About Andrew Fithall

Probably the most rational, level-headed Collingwood supporter in existence. Not a lot of competition mind you.

Comments

  1. John Butler says

    Great work AF

    Stick a cowboy hat on and you could be the next Molly Meldrum.

    You know you want to.

  2. Andrew Fithall says

    Ben BIrchall’s own preview of his/the game can be found at http://www.carltonfc.com.au/news/newsarticle/tabid/4311/newsid/116961/default.aspx It is the Carlton FC website, which is a bit yucky (I deleted my web history as soon as I closed it), but otherwise the article is worthwhile.

  3. Rick Kane says

    C’mon Almanacers, get off yer arse or couch or both and get along on Sunday, it’ll be the best game you see all weekend.
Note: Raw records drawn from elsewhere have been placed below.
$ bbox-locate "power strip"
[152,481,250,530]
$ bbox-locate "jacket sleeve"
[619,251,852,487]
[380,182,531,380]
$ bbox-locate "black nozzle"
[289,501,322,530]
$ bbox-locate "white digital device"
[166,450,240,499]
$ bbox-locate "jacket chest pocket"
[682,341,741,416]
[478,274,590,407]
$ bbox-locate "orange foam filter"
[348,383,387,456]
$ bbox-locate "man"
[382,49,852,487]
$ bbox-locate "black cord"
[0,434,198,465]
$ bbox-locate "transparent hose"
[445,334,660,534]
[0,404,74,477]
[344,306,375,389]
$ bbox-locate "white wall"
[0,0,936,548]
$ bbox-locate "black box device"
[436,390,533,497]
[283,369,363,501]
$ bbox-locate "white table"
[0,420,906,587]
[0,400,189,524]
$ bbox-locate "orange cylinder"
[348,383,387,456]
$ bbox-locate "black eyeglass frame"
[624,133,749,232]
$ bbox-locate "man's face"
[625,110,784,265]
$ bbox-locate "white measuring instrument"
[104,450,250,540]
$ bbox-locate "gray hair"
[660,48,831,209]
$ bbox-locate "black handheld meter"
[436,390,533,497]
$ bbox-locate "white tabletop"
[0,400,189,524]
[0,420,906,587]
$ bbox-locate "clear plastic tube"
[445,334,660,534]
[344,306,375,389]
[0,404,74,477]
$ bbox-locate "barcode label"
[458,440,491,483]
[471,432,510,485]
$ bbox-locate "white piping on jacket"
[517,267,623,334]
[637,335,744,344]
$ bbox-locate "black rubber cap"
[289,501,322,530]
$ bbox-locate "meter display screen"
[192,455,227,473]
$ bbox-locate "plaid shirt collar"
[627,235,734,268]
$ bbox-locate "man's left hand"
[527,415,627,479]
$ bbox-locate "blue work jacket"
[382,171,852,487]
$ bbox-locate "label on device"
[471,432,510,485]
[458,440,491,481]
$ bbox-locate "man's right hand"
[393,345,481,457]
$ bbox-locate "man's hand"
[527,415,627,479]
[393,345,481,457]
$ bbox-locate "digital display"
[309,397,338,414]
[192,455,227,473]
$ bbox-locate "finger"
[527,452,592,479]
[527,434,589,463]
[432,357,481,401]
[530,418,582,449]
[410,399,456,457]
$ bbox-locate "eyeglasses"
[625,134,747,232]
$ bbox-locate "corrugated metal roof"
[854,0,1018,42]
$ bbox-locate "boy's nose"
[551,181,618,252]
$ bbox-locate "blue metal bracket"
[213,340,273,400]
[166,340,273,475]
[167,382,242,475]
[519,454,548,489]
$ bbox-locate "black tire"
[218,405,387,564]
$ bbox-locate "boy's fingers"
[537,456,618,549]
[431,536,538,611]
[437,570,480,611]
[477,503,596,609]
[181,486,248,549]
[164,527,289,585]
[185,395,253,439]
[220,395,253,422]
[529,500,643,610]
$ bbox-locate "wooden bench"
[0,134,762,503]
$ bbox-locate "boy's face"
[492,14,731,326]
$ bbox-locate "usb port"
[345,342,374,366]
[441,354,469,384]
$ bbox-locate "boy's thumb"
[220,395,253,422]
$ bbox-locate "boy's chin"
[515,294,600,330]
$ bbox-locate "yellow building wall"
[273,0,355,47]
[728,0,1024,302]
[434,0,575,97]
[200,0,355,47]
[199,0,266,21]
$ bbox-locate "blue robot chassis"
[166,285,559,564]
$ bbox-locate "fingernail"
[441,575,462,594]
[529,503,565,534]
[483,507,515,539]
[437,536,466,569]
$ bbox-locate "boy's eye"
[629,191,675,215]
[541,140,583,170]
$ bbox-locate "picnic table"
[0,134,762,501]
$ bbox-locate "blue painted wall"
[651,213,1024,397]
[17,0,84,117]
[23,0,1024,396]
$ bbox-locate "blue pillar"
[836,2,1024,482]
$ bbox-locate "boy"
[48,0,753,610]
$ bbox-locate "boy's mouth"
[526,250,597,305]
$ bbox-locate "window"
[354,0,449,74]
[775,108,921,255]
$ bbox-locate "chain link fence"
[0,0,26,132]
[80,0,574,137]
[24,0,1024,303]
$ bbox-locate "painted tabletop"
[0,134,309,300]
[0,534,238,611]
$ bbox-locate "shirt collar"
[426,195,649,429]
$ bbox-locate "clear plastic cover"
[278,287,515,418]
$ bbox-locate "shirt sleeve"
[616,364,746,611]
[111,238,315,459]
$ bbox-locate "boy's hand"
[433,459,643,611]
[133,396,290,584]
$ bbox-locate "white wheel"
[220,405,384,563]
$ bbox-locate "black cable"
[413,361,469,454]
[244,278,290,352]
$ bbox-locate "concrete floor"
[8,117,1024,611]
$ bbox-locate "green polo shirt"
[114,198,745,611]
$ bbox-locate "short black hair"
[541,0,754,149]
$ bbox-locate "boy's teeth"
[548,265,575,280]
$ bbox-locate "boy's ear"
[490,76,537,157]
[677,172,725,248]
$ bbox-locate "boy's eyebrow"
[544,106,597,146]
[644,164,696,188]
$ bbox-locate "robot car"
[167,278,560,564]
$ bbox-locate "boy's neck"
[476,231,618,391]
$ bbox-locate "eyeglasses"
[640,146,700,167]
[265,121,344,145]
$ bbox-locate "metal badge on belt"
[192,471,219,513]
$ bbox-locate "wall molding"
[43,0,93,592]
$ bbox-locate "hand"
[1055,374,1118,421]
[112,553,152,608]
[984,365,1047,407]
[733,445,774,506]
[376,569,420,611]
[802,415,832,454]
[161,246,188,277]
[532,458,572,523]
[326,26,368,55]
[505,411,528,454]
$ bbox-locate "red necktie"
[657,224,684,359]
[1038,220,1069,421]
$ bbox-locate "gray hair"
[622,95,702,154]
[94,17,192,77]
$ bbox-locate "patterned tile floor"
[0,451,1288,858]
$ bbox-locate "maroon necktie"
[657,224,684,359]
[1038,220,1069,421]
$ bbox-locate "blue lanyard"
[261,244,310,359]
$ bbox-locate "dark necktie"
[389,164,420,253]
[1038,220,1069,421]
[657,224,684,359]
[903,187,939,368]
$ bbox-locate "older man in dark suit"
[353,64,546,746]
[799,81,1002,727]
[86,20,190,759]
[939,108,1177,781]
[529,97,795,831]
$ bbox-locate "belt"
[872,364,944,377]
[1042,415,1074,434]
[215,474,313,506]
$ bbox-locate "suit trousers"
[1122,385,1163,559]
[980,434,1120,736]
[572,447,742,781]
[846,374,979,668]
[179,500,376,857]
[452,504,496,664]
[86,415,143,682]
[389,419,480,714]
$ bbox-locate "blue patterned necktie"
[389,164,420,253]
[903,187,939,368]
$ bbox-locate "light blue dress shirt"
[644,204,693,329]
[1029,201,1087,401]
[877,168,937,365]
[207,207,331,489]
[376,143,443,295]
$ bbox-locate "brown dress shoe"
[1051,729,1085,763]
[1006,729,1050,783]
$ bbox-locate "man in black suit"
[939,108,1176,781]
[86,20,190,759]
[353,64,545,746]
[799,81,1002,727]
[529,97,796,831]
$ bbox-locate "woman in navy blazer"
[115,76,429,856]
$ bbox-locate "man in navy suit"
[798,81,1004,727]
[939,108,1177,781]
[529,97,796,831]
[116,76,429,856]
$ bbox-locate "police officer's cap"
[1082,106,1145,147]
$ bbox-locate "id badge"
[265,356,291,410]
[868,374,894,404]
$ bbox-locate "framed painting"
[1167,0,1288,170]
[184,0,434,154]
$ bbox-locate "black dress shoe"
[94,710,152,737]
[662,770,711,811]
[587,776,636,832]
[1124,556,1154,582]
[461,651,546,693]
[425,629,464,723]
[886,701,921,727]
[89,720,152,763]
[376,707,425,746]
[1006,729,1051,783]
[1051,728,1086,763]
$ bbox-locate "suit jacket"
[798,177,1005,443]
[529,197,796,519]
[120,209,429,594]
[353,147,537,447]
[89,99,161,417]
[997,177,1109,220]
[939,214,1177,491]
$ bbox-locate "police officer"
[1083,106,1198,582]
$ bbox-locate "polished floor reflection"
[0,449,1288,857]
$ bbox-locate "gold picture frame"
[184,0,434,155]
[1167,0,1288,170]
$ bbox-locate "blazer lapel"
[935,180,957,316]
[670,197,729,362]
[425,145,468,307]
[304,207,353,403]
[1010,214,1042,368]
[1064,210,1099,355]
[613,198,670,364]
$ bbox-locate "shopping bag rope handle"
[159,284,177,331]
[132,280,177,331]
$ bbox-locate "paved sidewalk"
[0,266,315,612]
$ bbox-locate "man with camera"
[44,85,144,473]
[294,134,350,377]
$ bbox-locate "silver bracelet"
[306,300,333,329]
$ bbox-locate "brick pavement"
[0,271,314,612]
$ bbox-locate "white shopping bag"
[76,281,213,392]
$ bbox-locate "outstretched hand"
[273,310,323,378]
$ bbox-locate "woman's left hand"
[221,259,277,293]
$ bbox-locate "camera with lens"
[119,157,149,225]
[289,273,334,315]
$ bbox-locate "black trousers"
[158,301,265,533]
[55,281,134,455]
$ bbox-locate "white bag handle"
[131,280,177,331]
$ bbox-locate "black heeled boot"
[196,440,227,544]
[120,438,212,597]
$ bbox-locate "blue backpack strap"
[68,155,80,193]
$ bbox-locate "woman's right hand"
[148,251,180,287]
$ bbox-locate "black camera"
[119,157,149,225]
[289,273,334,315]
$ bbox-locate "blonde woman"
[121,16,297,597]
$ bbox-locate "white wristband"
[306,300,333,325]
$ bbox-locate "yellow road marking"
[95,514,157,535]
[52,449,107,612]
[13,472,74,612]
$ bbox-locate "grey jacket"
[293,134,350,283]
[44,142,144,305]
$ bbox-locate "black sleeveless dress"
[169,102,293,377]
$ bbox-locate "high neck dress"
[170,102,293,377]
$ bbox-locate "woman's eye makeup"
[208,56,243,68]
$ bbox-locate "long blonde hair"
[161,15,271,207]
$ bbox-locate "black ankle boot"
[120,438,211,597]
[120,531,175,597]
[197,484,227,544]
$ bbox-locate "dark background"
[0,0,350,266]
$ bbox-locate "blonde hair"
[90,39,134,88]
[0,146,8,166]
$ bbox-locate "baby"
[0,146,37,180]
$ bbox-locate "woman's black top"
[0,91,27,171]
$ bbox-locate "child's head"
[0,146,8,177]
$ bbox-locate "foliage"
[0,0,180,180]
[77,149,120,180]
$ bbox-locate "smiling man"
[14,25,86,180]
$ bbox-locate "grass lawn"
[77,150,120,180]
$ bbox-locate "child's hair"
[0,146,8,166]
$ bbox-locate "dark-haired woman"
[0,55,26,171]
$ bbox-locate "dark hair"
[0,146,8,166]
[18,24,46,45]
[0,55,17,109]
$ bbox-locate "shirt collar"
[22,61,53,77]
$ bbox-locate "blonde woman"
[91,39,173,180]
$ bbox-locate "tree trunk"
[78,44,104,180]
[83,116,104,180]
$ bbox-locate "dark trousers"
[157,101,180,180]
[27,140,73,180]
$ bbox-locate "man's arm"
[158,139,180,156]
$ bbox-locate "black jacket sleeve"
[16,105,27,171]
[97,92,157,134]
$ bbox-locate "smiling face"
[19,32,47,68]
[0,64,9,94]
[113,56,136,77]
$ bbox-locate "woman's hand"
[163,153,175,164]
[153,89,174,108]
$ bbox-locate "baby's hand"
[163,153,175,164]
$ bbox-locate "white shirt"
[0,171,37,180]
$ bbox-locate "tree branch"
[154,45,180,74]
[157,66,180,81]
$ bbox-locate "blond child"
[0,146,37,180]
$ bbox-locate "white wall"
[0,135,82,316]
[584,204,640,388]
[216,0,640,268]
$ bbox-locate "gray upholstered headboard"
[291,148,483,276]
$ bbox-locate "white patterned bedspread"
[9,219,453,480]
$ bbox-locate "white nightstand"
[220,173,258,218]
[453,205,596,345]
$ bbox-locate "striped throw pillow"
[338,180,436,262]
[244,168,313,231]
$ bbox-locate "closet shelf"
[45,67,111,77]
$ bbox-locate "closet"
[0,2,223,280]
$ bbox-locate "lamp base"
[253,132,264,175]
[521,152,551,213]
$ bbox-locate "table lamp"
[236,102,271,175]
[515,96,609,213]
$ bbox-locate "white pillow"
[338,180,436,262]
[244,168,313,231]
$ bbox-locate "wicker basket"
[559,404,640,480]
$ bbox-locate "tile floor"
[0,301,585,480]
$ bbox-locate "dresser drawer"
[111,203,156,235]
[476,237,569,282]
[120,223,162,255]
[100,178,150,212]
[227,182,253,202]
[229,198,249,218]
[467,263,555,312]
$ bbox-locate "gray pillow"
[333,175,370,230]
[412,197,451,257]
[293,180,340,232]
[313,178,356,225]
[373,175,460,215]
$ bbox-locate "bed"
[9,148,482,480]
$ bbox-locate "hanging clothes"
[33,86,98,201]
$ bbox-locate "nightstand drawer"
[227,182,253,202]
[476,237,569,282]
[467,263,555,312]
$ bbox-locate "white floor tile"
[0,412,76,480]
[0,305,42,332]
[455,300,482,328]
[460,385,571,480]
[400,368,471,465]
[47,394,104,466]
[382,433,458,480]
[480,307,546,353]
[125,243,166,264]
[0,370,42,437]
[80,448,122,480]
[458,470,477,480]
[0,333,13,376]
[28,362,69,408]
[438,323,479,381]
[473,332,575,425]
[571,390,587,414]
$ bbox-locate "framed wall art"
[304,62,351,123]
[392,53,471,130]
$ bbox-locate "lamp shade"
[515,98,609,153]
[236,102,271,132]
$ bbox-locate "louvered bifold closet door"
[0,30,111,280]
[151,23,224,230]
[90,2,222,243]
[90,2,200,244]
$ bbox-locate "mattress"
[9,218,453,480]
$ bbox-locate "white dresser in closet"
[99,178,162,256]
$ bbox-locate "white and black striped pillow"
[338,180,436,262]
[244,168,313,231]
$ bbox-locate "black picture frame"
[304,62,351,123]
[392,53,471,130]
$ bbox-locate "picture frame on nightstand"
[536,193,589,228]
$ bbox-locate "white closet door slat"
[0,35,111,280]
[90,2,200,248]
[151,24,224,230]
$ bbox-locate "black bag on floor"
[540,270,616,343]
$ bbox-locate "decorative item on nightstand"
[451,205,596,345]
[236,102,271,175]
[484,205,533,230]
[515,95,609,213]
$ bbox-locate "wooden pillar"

And you get to kick the ball around on the oval at each break. Looking forward to your review Mr Fitall :)

  4. AF – very funny read. Loved Ben Birchall’s reason for being away from the game so long.

  5. A huge day. Perhaps some of the AFL head honchos should come down to witness how to do real pre and post match entertainment. Imagine You Am I at a Grand Final. Especially if the Kangas were in it. GBTFLOU!